De même, une part des aides aurait été "captée par l’amont et l’aval des filières” - cad par des intervenants non directement liés à la production elle-même.
Surtout, la Cour s’étonne de l’absence d’évaluation globale des effets des aides européennes - responsabilité que se renvoient réciproquement les autorités nationales (Ministère de l’agriculture) et européennes (Commission) …
Quelles “leçons”, de caractère très général , peut-on tirer de cet exemple?
Peut-être essentiellement une contradiction:
d’une part les gouvernements exigent une marge croissante d’autonomie dans la gestion des politiques communes (c’est également vrai par exemple pour les fonds structurels - régional et social). Autonomie que la Commission se voit contrainte de leur accorder pour des raisons politiques mais aussi pratiques : l’extrême diversité des situations, des structures et des niveaux de développement dans les différents États de l’Union élargie,
d’autre part cette responsabilité est très diversement assumée par les autorités nationales, même dans les pays les plus développés comme la France. Et ce d’autant plus qu’il s’agit de la gestion de crédits “extérieurs”, ne provenant pas directement des budgets nationaux. Cette gestion peut ainsi être affectée par de véritablement détournements de fonds ou, plus prosaïquement, par des méthodes et des circuits exagérément complexes (phénomène analogue à celui de la sur-transposition des directives européennes).
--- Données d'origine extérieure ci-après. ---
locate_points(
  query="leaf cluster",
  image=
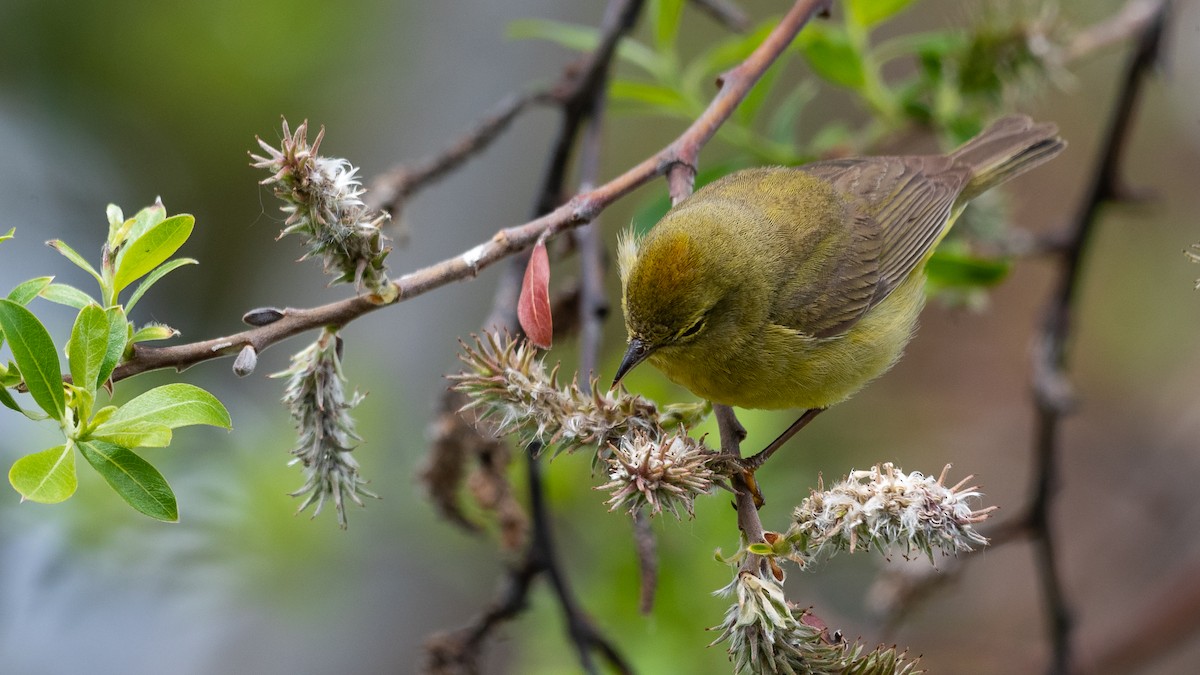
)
(137, 249)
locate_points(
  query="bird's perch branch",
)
(579, 210)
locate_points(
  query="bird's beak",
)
(635, 354)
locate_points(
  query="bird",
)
(793, 287)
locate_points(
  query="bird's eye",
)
(693, 329)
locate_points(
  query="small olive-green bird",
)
(795, 287)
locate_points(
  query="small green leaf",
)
(148, 251)
(658, 96)
(870, 12)
(781, 127)
(699, 76)
(832, 55)
(666, 23)
(27, 291)
(115, 220)
(36, 357)
(144, 220)
(118, 336)
(154, 332)
(159, 273)
(951, 269)
(71, 255)
(586, 39)
(7, 401)
(141, 422)
(133, 478)
(88, 347)
(69, 296)
(47, 477)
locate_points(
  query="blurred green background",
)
(125, 101)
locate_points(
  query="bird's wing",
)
(899, 209)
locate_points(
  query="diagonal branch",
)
(1051, 388)
(678, 157)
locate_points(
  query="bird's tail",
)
(1008, 148)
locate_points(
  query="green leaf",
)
(27, 291)
(47, 477)
(88, 347)
(654, 95)
(36, 357)
(148, 251)
(118, 336)
(159, 273)
(139, 434)
(7, 401)
(586, 39)
(69, 296)
(154, 332)
(141, 422)
(870, 12)
(71, 255)
(952, 269)
(133, 478)
(666, 19)
(781, 127)
(832, 55)
(697, 77)
(144, 220)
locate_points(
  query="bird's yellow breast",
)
(786, 369)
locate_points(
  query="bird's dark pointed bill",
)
(635, 354)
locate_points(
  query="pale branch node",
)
(767, 634)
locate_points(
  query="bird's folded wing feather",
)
(899, 210)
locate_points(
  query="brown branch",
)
(1051, 388)
(581, 94)
(391, 189)
(1134, 18)
(678, 157)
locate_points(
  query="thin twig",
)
(390, 189)
(1051, 389)
(678, 159)
(580, 93)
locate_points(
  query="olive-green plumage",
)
(795, 287)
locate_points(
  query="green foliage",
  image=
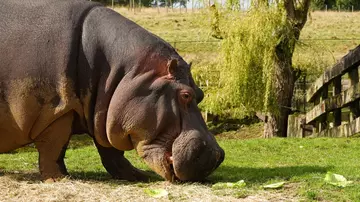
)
(301, 163)
(347, 4)
(248, 52)
(334, 4)
(318, 4)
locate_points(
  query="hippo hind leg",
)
(118, 166)
(51, 145)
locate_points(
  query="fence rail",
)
(335, 98)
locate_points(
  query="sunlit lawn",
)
(301, 163)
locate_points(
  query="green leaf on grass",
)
(156, 193)
(223, 185)
(275, 185)
(336, 180)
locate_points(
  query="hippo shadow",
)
(104, 176)
(262, 175)
(88, 176)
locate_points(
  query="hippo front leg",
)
(118, 166)
(51, 145)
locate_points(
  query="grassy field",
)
(301, 163)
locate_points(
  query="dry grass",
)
(76, 190)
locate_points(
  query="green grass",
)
(302, 163)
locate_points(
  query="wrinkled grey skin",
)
(97, 72)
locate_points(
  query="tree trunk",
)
(276, 123)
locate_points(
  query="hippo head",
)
(154, 110)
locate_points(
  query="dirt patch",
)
(76, 190)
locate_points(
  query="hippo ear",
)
(172, 66)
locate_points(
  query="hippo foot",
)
(130, 174)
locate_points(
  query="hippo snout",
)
(195, 156)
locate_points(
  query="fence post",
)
(337, 112)
(323, 119)
(354, 107)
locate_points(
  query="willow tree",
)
(257, 71)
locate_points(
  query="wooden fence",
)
(335, 99)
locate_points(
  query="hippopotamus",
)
(73, 66)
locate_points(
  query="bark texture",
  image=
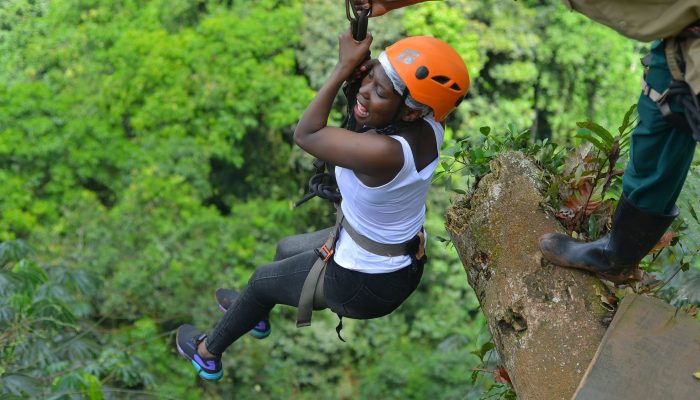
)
(546, 321)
Cette contradiction est, pour l’UE, particulièrement pré-occupante dans la mesure où les dépenses agricoles et de “cohésion" représentent près des deux tiers du budget européen annuel de 145 milliards d’euros - équivalant à 1% du PIB des 28 États membres.
Dans la mesure aussi où l’image de l’UE dans le public peut en être affectée : si les gouvernements occultent parfois l’origine européenne des aides, ils souvent plus prompts à rejeter sur l’UE la responsabilité d’une mauvaise gestion des fonds - voire des irrégularités ou fraudes auxquelles elle peut donner lieu.
Quadrature du cercle ? La Commission a bien identifié cette problématique et a tenté d’en tenir compte dans ses propositions de révision de certaines politiques communes en liaison avec le prochain cadre financier pluri-annuel de l’UE (2021/ 2027). Il reste à voir dans quelle mesure les États (une majorité ou parfois l’unanimité) accepteront de s’engager dans cette réforme.
Dans les situations et dispositions actuelles de nombreux de ces États, le pari est loin d’être gagné.